Las, mi-mai : « On a eu une réunion avec les principaux financeurs – l’ARS, la Région, la Préfecture… – et ils refusent de nous financer ! Alors qu’on voit des maisons de santé se monter… sans médecin ! Ce qui nous est proposé ? Travailler sur plusieurs sites mais on sait que ça rendra tout échange plus compliqué. Chercher ailleurs mais, dans des zones moins en tension, les aides sont moindres. Ou attendre que sorte de terre l’éco-quartier du maire où il nous propose de nous installer. Mais ce sera trop tard ! »
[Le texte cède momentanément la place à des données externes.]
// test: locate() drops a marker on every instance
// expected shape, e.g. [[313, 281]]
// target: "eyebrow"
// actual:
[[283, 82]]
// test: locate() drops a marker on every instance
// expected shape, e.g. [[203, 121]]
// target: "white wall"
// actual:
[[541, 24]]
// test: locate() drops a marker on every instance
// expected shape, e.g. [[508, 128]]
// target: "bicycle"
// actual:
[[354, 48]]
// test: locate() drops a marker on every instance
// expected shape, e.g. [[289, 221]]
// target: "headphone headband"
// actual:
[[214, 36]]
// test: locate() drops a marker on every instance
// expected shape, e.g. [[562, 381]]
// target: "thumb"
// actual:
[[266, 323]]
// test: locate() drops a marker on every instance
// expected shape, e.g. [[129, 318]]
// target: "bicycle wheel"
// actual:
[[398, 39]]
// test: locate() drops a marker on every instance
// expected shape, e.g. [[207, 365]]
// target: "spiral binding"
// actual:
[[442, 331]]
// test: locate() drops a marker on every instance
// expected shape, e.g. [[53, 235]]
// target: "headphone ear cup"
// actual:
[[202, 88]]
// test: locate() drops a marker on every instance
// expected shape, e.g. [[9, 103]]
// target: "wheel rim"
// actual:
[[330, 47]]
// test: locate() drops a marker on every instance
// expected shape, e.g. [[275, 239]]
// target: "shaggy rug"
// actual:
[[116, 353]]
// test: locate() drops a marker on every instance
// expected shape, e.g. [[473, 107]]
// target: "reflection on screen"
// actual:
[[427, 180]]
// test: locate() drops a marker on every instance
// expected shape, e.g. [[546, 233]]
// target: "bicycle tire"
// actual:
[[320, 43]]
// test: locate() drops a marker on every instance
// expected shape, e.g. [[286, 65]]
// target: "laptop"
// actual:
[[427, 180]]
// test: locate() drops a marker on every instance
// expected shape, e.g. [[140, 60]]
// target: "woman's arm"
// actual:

Pas de quoi surprendre « Isa » à Manifesten : « Si, pour nous, le rachat a été rapide, il ne faut pas oublier que, derrière, il y a eu un travail colossal. On n’avait pas le choix. L’immeuble était à vendre, il y avait une autre offre et on savait que notre bail ne serait pas reconduit. La seule solution, c’était racheter. Mais on ne voulait ni d’un rachat « classique » ni passer par les banques. Nous voulions, dans un quartier marqué par la gentrification, rendre Manifesten invendable. Que ce ne soit plus un bien mais un lieu qui s’inscrit dans cette lutte mais aussi dans un réseau plus large. » Et ça c’est fait !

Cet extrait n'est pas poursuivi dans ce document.